In the afternoon when the good patients were on the steps and the ones who were getting well were out hoeing in the garden, there appeared at the window of the brick building on the other side of the lawn the frozen face of a gray mad woman who began to explain patiently in a quavering tone the time of her marriage and the country where she had come from and the city where she had lived, and her voice kept rising as she screamed out the violence she was planning. Her wild voice kept ringing over the lawns. No one on the steps seemed to hear her. Father Dowling walked over by the new ploughed land and he looked a long time at the rich brown fertile soil, heavy and dark and moist, and he looked at the
men in the big straw hats, working in the fields, and never raising their heads.
There were a few times when Father Dowling had a normal clarity in his thoughts. The first time came one afternoon, four days after he had come there. He was walking around the grounds when he suddenly realized that his thoughts were dreadfully clear.
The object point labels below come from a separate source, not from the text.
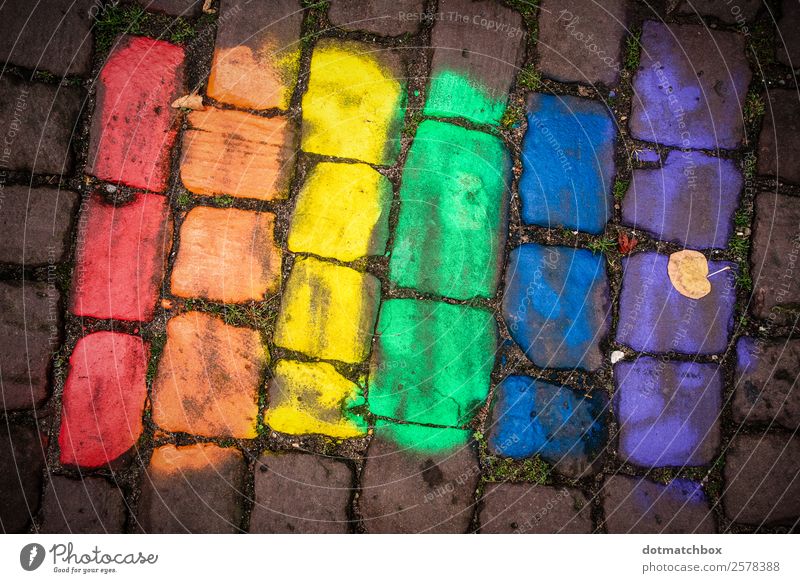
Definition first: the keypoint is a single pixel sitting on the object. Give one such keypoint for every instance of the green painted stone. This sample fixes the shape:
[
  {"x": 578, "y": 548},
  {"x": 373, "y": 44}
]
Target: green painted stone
[
  {"x": 454, "y": 94},
  {"x": 423, "y": 438},
  {"x": 453, "y": 208},
  {"x": 431, "y": 362}
]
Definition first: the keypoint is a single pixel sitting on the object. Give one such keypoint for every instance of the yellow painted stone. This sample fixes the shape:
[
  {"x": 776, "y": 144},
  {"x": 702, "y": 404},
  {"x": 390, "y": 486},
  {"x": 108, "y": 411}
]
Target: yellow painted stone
[
  {"x": 328, "y": 311},
  {"x": 355, "y": 102},
  {"x": 311, "y": 397},
  {"x": 342, "y": 211}
]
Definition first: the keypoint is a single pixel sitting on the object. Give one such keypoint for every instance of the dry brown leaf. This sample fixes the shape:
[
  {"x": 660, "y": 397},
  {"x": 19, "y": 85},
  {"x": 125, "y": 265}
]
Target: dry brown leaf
[
  {"x": 688, "y": 272},
  {"x": 191, "y": 101}
]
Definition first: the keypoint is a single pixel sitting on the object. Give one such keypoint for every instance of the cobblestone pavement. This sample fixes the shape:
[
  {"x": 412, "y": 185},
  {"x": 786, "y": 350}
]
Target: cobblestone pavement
[{"x": 406, "y": 268}]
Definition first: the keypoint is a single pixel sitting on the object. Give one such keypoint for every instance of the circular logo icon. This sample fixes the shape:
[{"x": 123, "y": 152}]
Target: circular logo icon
[{"x": 31, "y": 556}]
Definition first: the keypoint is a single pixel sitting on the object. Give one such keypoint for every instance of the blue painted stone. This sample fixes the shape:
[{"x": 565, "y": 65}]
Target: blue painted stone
[
  {"x": 556, "y": 305},
  {"x": 563, "y": 425},
  {"x": 654, "y": 317},
  {"x": 690, "y": 201},
  {"x": 690, "y": 87},
  {"x": 567, "y": 163},
  {"x": 668, "y": 411}
]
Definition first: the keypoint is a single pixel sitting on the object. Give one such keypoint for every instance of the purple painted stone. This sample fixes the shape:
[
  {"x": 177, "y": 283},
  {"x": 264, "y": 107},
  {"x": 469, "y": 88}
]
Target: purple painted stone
[
  {"x": 691, "y": 200},
  {"x": 668, "y": 411},
  {"x": 690, "y": 87},
  {"x": 654, "y": 317}
]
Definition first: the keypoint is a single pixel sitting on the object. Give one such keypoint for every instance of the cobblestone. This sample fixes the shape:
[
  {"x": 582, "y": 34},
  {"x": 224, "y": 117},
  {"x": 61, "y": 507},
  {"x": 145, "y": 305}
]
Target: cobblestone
[
  {"x": 355, "y": 102},
  {"x": 30, "y": 327},
  {"x": 531, "y": 509},
  {"x": 311, "y": 397},
  {"x": 762, "y": 480},
  {"x": 779, "y": 143},
  {"x": 418, "y": 480},
  {"x": 637, "y": 505},
  {"x": 766, "y": 374},
  {"x": 444, "y": 388},
  {"x": 328, "y": 311},
  {"x": 35, "y": 225},
  {"x": 86, "y": 506},
  {"x": 37, "y": 122},
  {"x": 580, "y": 42},
  {"x": 22, "y": 457},
  {"x": 398, "y": 267},
  {"x": 383, "y": 17},
  {"x": 342, "y": 212},
  {"x": 55, "y": 37},
  {"x": 301, "y": 493},
  {"x": 181, "y": 480},
  {"x": 776, "y": 245}
]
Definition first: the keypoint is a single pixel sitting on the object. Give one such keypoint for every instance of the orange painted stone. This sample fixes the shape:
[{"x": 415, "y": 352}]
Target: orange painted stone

He walked all over, he talked to the men working in the garden, he spoke to some of the white-jacketed orderlies, he saw for the first time the face of the wretched gray-haired woman, he stood at the furthest extremity of the grounds looking out over the clear lake which was so very blue and calm to-day. “I'm out here because most of the time I'm out of my mind,” he thought. “God help me and make me well.” And he sat down by himself on the grass and wept.
But when he returned to the pavilion, to the smiling women and polite gentlemen, he talked to them for a long time with compassion till they walked away and left him. Later, after he had eaten, he went to his own small room. It had begun to get dark out. He was still grasping eagerly at his swift thoughts as if they were fresh and new and he could caress them. But then he began to weep again, and soon he began to pray.
He realized that he was mad from worrying about Ronnie and Midge, but his worry and love for them now seemed stronger than ever before. “It must all be to some purpose,” he thought. “It must be worth while, even my madness. It has some meaning, some end.” And in that quiet room, he wondered where the two girls were and what had become of them; they were among the living, they were moving among those who slowly passed before him, all those restless souls the world over who were struggling and dying and finding no
peace; he thought with sudden joy that if he would offer up his insanity as a sacrifice to God, maybe God might spare the girls their souls.
He knelt down in the twilight of the room, with his head just above the window ledge, with his face turned to the lake, and he said fervently, “O my God, accept my sickness and insanity as a sacrifice and I will willingly endure it, and my God, for this sacrifice I ask only that You spare the souls of those two poor girls. Preserve their souls and the souls of all the living who need Your pity and justice. Deliver them from all evil.” His hands were clenching the window sill and he remained silent for a long time.
Then he got up and stood looking out over the lake. The water was darkening now. There was a cold light on the water. There were no wave lines, no break, only the soft rise and enormous flow toward him. Growing calmer, he said, “I'm content now. I may have many periods of clarity,” and then he thought eagerly, “I can go on with my commentary on the Song of Songs.”
There was a peace within him as he watched the calm, eternal water swelling darkly against the one faint streak of light, the cold night light on the skyline. High in the sky three stars were out. His love seemed suddenly to be as steadfast as those stars, as wide as the water, and still flowing within him like the cold smooth waves still rolling on the shore.